I'm a professor of physics at the University of California, Davis. I work on both the CMS experiment at the LHC, and the CDF experiment at Fermilab's Tevatron. My recent interests have centered around searching for new signals of physics, which could indicate the existence of particles or forces that have never been seen before, by studying the production and properties of top quarks.

The top quark is the most recently discovered quark, having been found at Fermilab in 1995 by the CDF and D0 collaborations. We have studied it now for more than 15 years, but its peculiarly large mass makes it very interesting, and a great candidate to provide hints of what may lie beyond our current knowledge of the "Standard Model" of particle physics. I am also looking for new particles that mimic top quark signatures, such as hypothetical new heavy quarks. With the larger energies at the LHC, we have the opportunity to peer more deeply into unexplored territory than has ever been done before... and we are hoping to discover something exciting there!

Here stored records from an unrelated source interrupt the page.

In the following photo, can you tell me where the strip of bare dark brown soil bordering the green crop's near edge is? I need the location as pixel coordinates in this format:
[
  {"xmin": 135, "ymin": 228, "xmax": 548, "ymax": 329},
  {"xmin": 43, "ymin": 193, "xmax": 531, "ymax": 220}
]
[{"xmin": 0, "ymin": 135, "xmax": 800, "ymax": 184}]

I was born in Los Angeles but relocated with my family to the San Francisco Bay Area when I was six years old. I finally learned what physics was all about when I took an introductory course as a senior in high school. I was hooked! I had watched enough Carl Sagan movies to believe I wanted to become an astrophysicist. In college at U.C. San Diego, however, I learned about the science of fundamental particles and interactions, which could help explain the nature of matter. Furthermore, I discovered I could work during the summer at the Stanford Linear Accelerator Center (SLAC), and I had the chance to get my hands dirty in experimental particle physics. I haven't left since!

My graduate years were spent at Stanford University in Northern California, where I worked on several "fixed target" experiments at SLAC, studying the nature of the spin of the nucleons, by probing inside or protons and neutrons using a high energy electron beam. My postdoctoral work was completely different: I went to Fermilab near Chicago to work at the Tevatron, which collides beams of protons with anti-protons. I moved to U.C. Davis in 2004 and continued my work on CDF, but also joined the CMS experiment at the LHC.

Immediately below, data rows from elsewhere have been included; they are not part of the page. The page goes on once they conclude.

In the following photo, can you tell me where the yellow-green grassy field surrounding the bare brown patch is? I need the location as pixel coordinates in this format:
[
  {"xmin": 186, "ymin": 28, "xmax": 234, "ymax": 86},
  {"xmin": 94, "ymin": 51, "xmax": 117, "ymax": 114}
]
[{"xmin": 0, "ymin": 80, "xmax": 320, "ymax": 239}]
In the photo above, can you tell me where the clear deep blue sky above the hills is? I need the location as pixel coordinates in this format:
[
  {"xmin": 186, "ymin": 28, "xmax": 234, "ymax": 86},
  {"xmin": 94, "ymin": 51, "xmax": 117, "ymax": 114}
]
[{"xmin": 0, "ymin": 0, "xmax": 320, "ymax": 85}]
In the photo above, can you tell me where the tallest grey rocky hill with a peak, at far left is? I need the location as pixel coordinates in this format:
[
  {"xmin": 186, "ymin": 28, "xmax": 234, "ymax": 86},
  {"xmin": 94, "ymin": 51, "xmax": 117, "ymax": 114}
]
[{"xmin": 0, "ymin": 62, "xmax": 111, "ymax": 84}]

When I'm not doing research, teaching, traveling, mentoring students and postdocs, or doing professional or committee work (your duties do seem to expand quite a bit at the faculty level), I enjoy spending time with my young son, my husband, and my family. I have always been into sports, having participated in basketball, volleyball and track, and then a lot of aerobics while in college. Unfortunately these days I try hard to get a jog in 2-3 times per week, and I'm not always successful. I like water skiing, hiking, and snow skiing during the appropriate seasons as well. But the big surprise that I learned about myself, not ever considering myself a very "domestic" type, is that I love gardening. I discovered this as a postdoc, and I think it is in part because you can often see immediate results from your creativity and your work. In particle physics at times you have to wait days, or sometimes weeks, years, or decades, to see results from any given project. In the garden: maximum wait is a season... and you get to be outside!